Dans le marché, les professionnels du placement estiment que la méthode utilisée dans le document est appropriée. «La comparaison avec les indices est la bonne façon de faire, en autant que la composition des indices soit semblable au portefeuille», nous explique Alain Chung, un gestionnaire d'expérience de la firme Claret, à qui nous n'avons pas mentionné le nom de la Caisse.

Des questions sur les primes

Par contre, les résultats de l'analyse soulèvent de sérieuses questions sur l'efficacité des patrons de la Caisse, tant pour la première administration que la seconde.

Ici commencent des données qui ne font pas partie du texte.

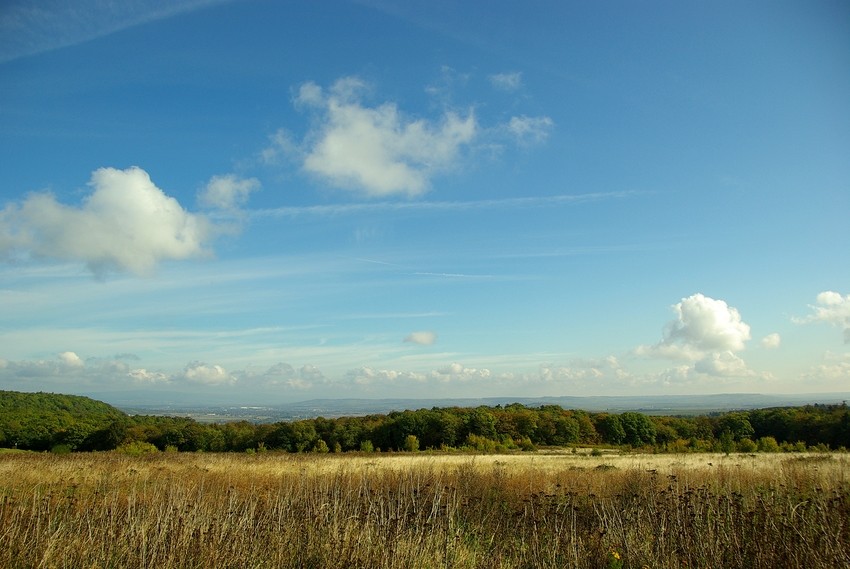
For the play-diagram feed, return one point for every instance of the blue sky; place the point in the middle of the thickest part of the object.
(275, 201)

En effet, pour les déposants, il aurait été préférable depuis 12 ans de placer leur argent dans les indices de référence, autant que faire se peut, plutôt que de laisser la Caisse en faire une gestion active. Acheter un indice, comme le TSX de Toronto ou le S&P 500 de New York, coûte très peu en frais de gestion puisqu'aucun gestionnaire n'en influence la composition.

Qui plus est, Alain Chung s'interroge sur la pertinence de verser des primes aux gestionnaires s'ils font moins bien que les indices. En effet, les bonis sont justement accordés pour récompenser les décisions de placement judicieuses des gestionnaires.

Au cours des dernières années, les dirigeants de la Caisse ont encaissé de généreuses primes, en liens avec les rendements alors obtenus. Par exemple, Henri-Paul Rousseau a empoché 1,1 million de dollars à chacune des deux dernières années, en plus de son salaire de base (490 000$). Pour Richard Guay, la prime s'est élevée à 596 250$ en 2007 et 675 500$ en 2006, en plus du salaire de base (375 000$).

«Les bonis devraient rester dans une cagnotte durant 5 ou 10 ans et varier selon les rendements. De cette façon, les gestionnaires agiraient plus prudemment pour toucher éventuellement leurs primes», dit essentiellement M. Chung.

Autre question fondamentale, qui ne manquera pas d'être posée dans le débat à venir: si la Caisse ne réussit pas à battre le marché, elle dont c'est le principal objectif, à quoi sert-elle?